TESTIMONY OF ALAN REISS
BEFORE THE
NATIONAL COMMISSION ON TERRORIST ATTACKS UPON THE UNITED STATES
May 18, 2004
Thank you Chairman Kean, Vice Chairman Hamilton and distinguished members
of the Commission for the opportunity to testify before you today. My name is Alan
Reiss and I am currently the Deputy Director of Aviation at The Port Authority of New
York and New Jersey. Prior to assuming my current position, I was the Director of the
agency’s World Trade Department, which operated the World Trade Center. Mr.

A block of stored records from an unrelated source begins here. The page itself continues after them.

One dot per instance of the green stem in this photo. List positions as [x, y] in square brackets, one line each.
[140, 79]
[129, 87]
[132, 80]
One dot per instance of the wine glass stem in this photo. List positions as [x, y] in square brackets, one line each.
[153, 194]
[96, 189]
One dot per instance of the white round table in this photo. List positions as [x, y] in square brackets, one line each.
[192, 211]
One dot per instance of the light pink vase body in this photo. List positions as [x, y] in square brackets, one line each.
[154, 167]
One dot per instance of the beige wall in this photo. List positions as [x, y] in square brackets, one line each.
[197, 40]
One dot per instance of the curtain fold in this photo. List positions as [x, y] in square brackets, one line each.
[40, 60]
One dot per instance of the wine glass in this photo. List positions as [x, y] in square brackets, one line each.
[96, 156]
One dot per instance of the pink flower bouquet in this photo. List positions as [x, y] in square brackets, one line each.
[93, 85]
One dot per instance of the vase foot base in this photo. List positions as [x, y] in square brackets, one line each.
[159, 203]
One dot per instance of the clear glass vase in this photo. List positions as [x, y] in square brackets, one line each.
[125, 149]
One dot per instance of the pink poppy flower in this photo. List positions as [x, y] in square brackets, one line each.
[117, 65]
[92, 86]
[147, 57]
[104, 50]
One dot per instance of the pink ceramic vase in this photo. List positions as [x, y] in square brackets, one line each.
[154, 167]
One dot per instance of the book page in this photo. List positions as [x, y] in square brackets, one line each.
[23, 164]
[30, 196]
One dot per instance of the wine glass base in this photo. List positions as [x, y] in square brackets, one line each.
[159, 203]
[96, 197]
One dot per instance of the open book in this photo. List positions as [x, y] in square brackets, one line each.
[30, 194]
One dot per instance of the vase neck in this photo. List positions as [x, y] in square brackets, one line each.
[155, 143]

Chairman, I know that you are familiar with the Port Authority, but for the benefit of the
other members of the Commission, The Port Authority of New York and New Jersey
operates many of the busiest and most important transportation links in the New York-
New Jersey region. Most important to the Commission’s work, the Port Authority built
and operated the World Trade Center and continues to own the 16-acre World Trade
Center site in Lower Manhattan.
<snip>
Mr. Chairman, on the morning of 9/11, I was on the World Trade Center
Concourse when the first plane hit. I responded immediately to the World Trade Center
Police Desk, which was in the immediate vicinity on the plaza level and was told that the
police had a report that a missile had been fired at the World Trade Center from the
Woolworth building. A PA detective and I immediately left the police desk and headed
out to the plaza through Five WTC to see what had really happened. We observed the
north face of the north tower with a large gash across it and multiple floors fully engulfed
in flames. We realized that this was not a missile, based on what our minds could
conceive of the damage, and then we noticed part of a large plane’s wheel assembly on
the plaza. We dragged the assembly back to the police desk and informed the desk
officer that a large commercial plane had hit the tower. I then assisted the desk officer in
answering calls, checking with the fire command stations and OCC and keeping the desk
officer informed as to the situation. We were stunned when 2 WTC was also hit by a
plane. The police officers and I rushed to the rear emergency exit and looked up at the
tower and realized we were at war. I remained at the police desk until Two World Trade
Center collapsed without warning, trapping me and the officers at the police desk. We
thought the loss of power accompanied by this tremendous roar was a secondary attack, a
bomb. After we finally escaped, I made my way to the police command post on West
Street, and it was only as I walked west on Barclay Street, that I realized through the
smoke that Two World Trade Center had collapsed. At the Port Authority Police’s
request, I then returned to the vicinity of 6 World Trade Center to assess the condition of
One World Trade Center with then-Captain Whitaker, commander of the PA Police at the
WTC, just as the tower began to collapse. We were both enveloped by this churning
black debris cloud as we ran north on West Street. It was darker than any burning
building I have ever been in as a volunteer fireman, and it was next to impossible to
breathe due to the debris in the air.